Reproduzimos abaixo, a entrevista de Sandra Pina, presidente da AEILIJ, ao Blog da Editora DCL.
Para acessarem o texto original, cliquem aqui.
Por Paula Thomaz,
A premissa é perfeita para aquela que um dia seria escritora: ela
nasceu em uma família que adorava histórias após as refeições, os
mais velhos contavam causos da infância, das crianças e
de tudo o que se podia imaginar. Sua mãe lia livros e revistas em quadrinhos
todas as tardes para ela e suas irmãs. Ela cresceu, virou jornalista,
publicitária e há pouco mais de 10 anos, aventurou-se na escrita de
suas próprias histórias. Essa é Sandra Pina que, passada uma década
de carreira como escritora, eis que ela se torna representante maior
dos escritores e ilustradores de Literatura Infantil e Juvenil. Na última
eleição da Associação dos Escritores e Ilustradores de Literatura
Infantil e Juvenil, ocorrida no mês de junho, ela foi escolhida a
presidente da AEILIJ.
Nesta entrevista a autora de mais de
25 livros, entre eles,
“Um barco,
um avião, uma bolha de sabão”,
“
E assim
surgiu o Maracanã”, publicados pela DCL, fala sobre sua visão do
mercado editorial, das questões que envolvem a produção de LIJ, os
desafios de sua gestão e que pretende ser “porta-voz de
um grande grupo na defesa da profissionalização do nosso ofício. Daqui a dois anos, quando a gestão acabar, os associados da AEILIJ
poderão dizer se cumprimos ou não o papel que nos foi designado”. Leia a íntegra:
Editora DCL – Sandra, qual o panorama do mercado editorial especificamente falando deLIJ?

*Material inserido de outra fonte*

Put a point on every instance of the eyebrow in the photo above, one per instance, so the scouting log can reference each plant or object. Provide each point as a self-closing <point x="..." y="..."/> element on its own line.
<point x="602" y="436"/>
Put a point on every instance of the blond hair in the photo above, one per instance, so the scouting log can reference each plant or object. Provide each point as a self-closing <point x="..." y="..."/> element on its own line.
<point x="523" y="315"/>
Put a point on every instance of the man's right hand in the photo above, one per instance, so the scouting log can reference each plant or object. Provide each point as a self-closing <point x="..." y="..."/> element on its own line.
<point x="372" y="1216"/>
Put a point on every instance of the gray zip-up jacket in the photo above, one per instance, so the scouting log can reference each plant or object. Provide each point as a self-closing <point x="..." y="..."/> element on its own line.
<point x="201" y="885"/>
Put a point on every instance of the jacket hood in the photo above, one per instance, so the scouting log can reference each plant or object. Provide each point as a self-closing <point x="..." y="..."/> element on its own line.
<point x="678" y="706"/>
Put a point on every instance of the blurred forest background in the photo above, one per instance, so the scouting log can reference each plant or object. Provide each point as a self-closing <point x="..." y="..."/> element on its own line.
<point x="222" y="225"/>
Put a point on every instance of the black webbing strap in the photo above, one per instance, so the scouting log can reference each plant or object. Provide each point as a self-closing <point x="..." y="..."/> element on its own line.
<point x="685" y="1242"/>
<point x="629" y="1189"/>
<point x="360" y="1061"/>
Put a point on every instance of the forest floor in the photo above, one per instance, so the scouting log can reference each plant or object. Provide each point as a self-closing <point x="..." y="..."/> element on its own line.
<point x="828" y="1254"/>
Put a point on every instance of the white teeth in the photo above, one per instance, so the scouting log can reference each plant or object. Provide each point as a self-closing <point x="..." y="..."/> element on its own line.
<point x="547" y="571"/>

Sandra Pina (SP)– Acho que sempre vale lembrar que
o mercado editorial de LIJ no Brasil é bastante peculiar. Ao contrário de
outros países, onde a livraria é um foco importante, por aqui a produção
editorial está mais voltada para a escola. Os grandes compradores dos livros de
LIJ são as escolas e o governo (federal, estadual e municipal). O que nos leva
a uma situação meio “antagônica”, quero dizer, se, por um lado temos
compradores “fieis” e “constantes” (as escolas continuam a usar nossos livros
nos currículos, e o governo, em suas diversas instâncias, continua a lançar
editais para abastecer bibliotecas e programas de leitura, por outro, não há um
investimento em pontos de venda. Qualquer um que chegue numa livraria hoje, encontrará
livros coloridos (os chamados livros brinquedo) expostos e, com um pouco de
sorte, livros de autores brasileiros espalhados pelas prateleiras, mas não verá
nenhum tipo de estratégia de marketing que “convide” o público a conhecer esse
ou aquele livro, por exemplo (é claro, salvo no caso dos best sellers que já
chegam em terras brasileiras na esteira da fama internacional). Em suma, alguns
autores de LIJ podem até ser bem conhecidos dentro do âmbito escolar, mas não
conseguem fazer o “crossover” para um público maior, ou mesmo para o público
que frequenta livraria.
Sei
que existem diversas “questões” envolvendo a exposição de um produto no ponto
de venda e, mais que isso, sei que se questiona o hábito do brasileiro de
frequentar a livraria. Mas isso também me leva a pensar: se o público não vai
até o livro, por que o livro não pode ir até o público? Por que os marketeiros
de plantão não constroem uma estratégia que leve o livro infantil a outros
pontos de vendas, por exemplo? Por que o mercado editorial de LIJ não pode se
expandir até a loja de brinquedos? ou até a banca de jornais? ou ao
supermercado? ou à lojinha de conveniência? Acho que sempre vale a pena lembrar
o “case” daquele chinelinho tão famoso, né?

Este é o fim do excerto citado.